2004 Denver Annual Meeting (November 7–10, 2004)

Paper No. 11
Presentation Time: 4:35 PM

ANATOMY OF A CENTRAL UPLIFT OF A COMPLEX IMPACT CRATER: THE UPHEAVAL DOME STRUCTURE, UTAH


KENKMANN, Thomas1, SCHERLER, Dirk1, JAHN, Andreas1 and IVANOV, Boris A.2, (1)Institute of Mineralogy, Humboldt-Univ Berlin, Invalidenstrasse 43, Berlin, 10115, Germany, (2)Institute for Geodynamics and Geospheres, Russian Academy of Sci, Moskow, 117939, thomas.kenkmann@rz.hu-berlin.de

The internal structures of central uplifts of impact craters are among the most complex geologic features within the Earth’s crust.
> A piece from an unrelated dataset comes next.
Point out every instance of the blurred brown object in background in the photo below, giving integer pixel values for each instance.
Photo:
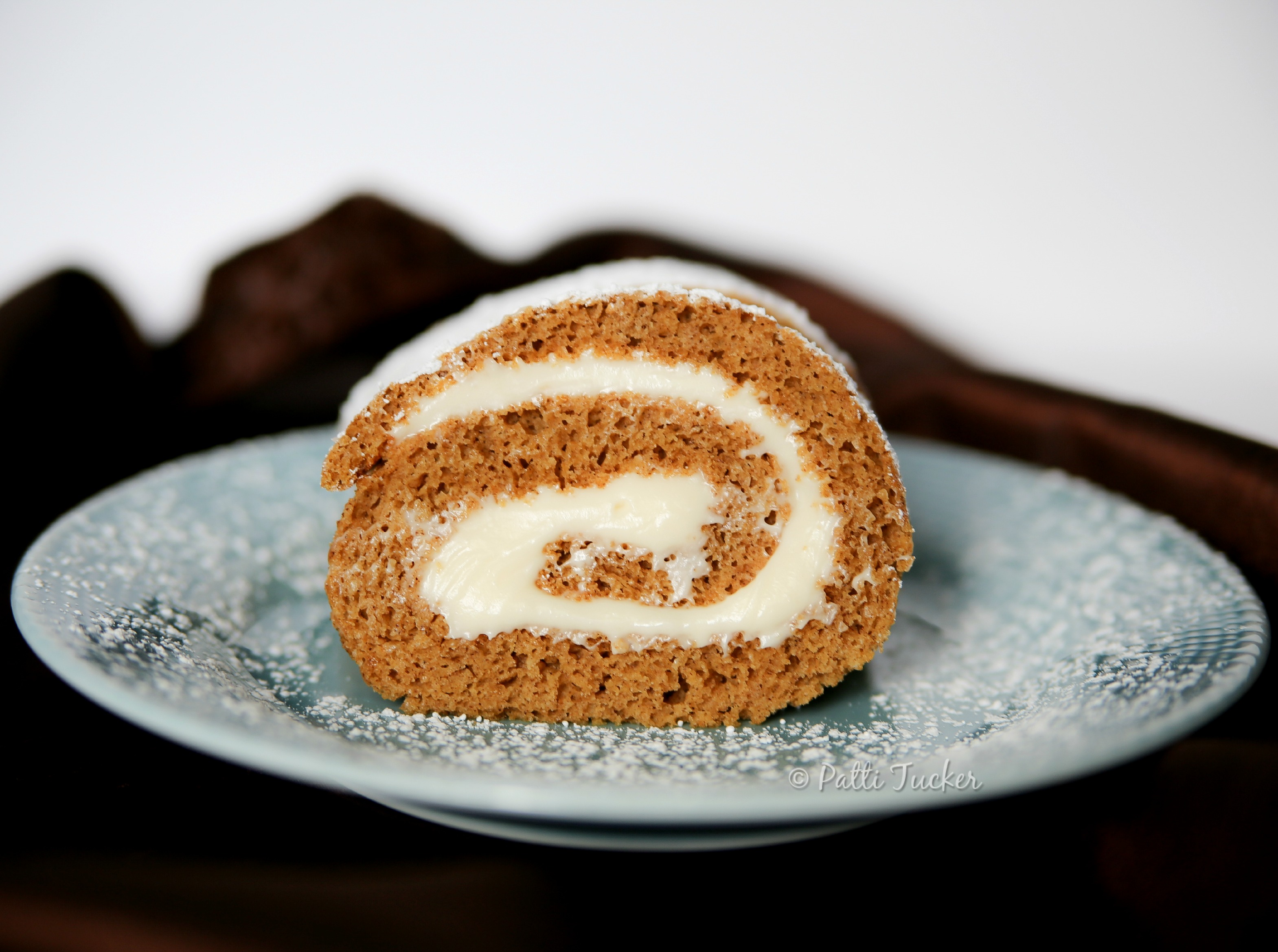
(83, 904)
(1213, 814)
(285, 329)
Upheaval Dome, Utah, is used as a reference and case study to display the internal geometry of a central uplift and to deduce mechanisms of uplift formation in impact craters within a sedimentary, siliciclastic target. Geological data gained from high resolution mapping of the central part of the structure were combined with topographic data in an ArcGIS database. A 3D-visualization of the geometry of faults and strata within the central uplift is shown and interpreted with respect to their deformation history. Central uplift formation is induced by an inward and upward directed convergent flow of the crater floor during collapse of the transient crater cavity. Radial folds and a concentric stacking of imbricated thrust slices are prominent deformation features and result from a constrictive strain pattern. The arrangement of structural elements in the inner part of the Upheaval dome roughly displays some bilateral symmetry, trending northwest. The dominance of northwest dipping reverse faults indicates a material transport of “top to the south-east” which may be caused by an oblique impact. Fault planes commonly dip steeply and are bent due to a passive distortion after activation. The macroscopic coherence of large target units and blocks and the anisotropy of the layered target causes remarkable deviations from an ideal convergent flow field. Stratified siliciclastic rocks are commonly deformed by localized brittle faulting, and massive sandstones may be deformed by a distributed cataclasis. During crater collapse, pervasively crushed sandstones will flow locally as a granular medium, resulting in the formation of dikes. Acting as lubricants, they accommodate the complex meso-scale folding and faulting of the neighboring strata. A standard numerical model of impact cratering was designed for comparison with the observed structures and to estimate impact parameters like initial crater size, amount of erosion, and the time of impact.